The Bell, the Digger, and the Tropical Pharmacy (2014) shows an excavator demolishing an industrial building. The excavator has been fitted with a cast-iron bell that transforms it into a “sonic digger.” The structure is a controversial GlaxoSmithKline prescription drug plant in Cidra, Puerto Rico, closed in 2009 after a female whistleblower, who had worked as a quality assurance manager for the company, exposed serious contamination problems.
The tolling of a bell suggests a moment of public memorial or commemoration for this site, which had been previously associated with health and progress. The sonic digger, however, creates a cacophony when it smashes into the building and claws away the architecture. From this perspective, the noise evokes the discordant exploitation wrought by U.S. and multinational corporations on the people and land of Puerto Rico. Allora and Calzadilla present a moment of liberation and reclamation over colonialist and capitalist oppression.
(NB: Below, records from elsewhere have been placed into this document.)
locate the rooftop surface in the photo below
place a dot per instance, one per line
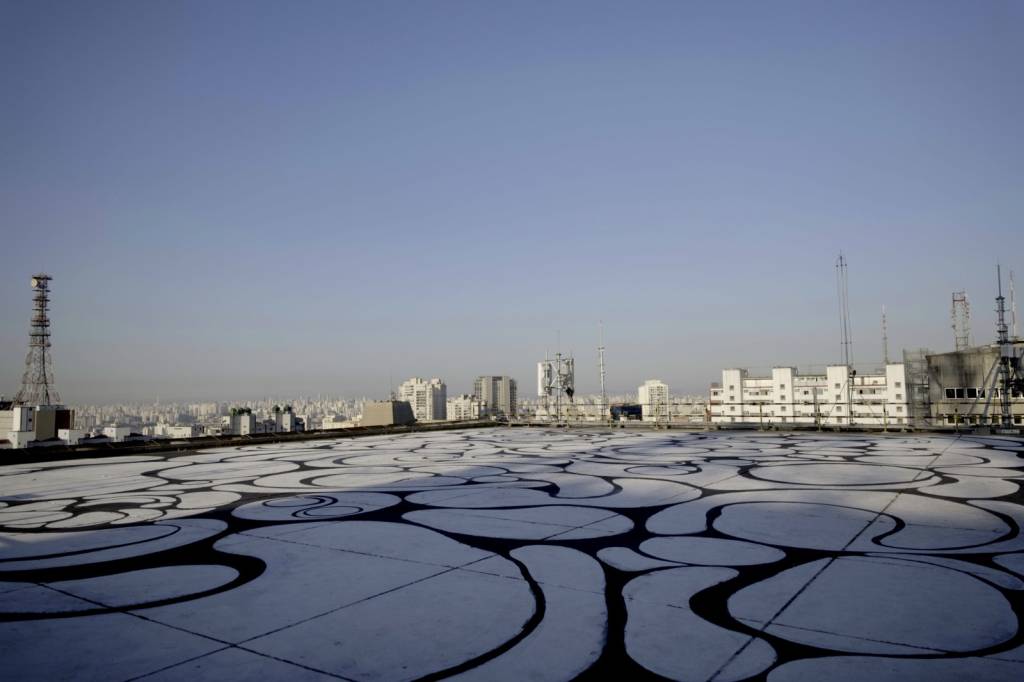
(513, 554)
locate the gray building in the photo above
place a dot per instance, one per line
(387, 413)
(497, 394)
(963, 387)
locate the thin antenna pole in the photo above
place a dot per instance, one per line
(961, 317)
(600, 361)
(1006, 351)
(844, 310)
(1013, 308)
(885, 337)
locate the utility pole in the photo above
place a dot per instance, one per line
(846, 331)
(885, 338)
(1006, 350)
(600, 363)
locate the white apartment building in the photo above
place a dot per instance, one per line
(428, 398)
(839, 397)
(497, 395)
(463, 408)
(653, 399)
(117, 433)
(171, 431)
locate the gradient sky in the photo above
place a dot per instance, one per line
(243, 199)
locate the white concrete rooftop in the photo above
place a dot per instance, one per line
(521, 554)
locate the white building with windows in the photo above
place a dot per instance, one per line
(653, 399)
(497, 395)
(839, 397)
(428, 398)
(464, 408)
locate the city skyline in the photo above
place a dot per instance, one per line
(496, 179)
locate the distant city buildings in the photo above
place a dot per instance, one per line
(653, 399)
(242, 421)
(387, 413)
(497, 394)
(840, 397)
(464, 408)
(428, 398)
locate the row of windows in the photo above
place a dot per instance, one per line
(973, 393)
(839, 408)
(980, 419)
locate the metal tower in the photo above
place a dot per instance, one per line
(37, 384)
(885, 337)
(847, 333)
(1013, 308)
(600, 365)
(1008, 358)
(844, 310)
(960, 315)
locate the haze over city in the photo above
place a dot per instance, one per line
(243, 199)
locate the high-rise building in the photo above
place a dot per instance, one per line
(653, 399)
(463, 408)
(497, 394)
(428, 398)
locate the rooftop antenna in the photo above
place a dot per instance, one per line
(885, 337)
(600, 365)
(37, 383)
(1013, 308)
(844, 310)
(1007, 354)
(960, 315)
(844, 314)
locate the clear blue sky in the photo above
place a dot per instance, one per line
(255, 198)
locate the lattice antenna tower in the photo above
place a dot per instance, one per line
(37, 384)
(844, 310)
(885, 337)
(961, 318)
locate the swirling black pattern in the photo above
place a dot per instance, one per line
(520, 553)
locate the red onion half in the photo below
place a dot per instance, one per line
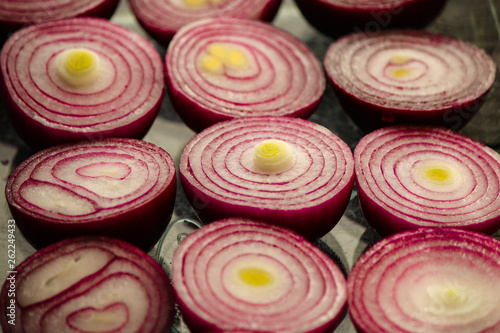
(238, 275)
(340, 17)
(412, 177)
(120, 188)
(17, 14)
(80, 79)
(285, 171)
(88, 285)
(163, 18)
(429, 280)
(410, 77)
(220, 69)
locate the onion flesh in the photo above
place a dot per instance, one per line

As artists living on the island, they have worked fearlessly to create works of art that are materially rich and engage the senses, while also providing moments of reflection on the violence of militarism and harm of corporate overreach that take place in occupied territories.
The Bell, the Digger, and the Tropical Pharmacy continues the Museum’s program of significant video art installations on the third floor of the Jubitz Center for Modern and Contemporary Art. This work by Allora and Calzadilla is on loan from the collection of Matt and Jasmin Felton.
Curated by Sara Krajewski, The Robert and Mercedes Eichholz Curator of Modern and Contemporary Art.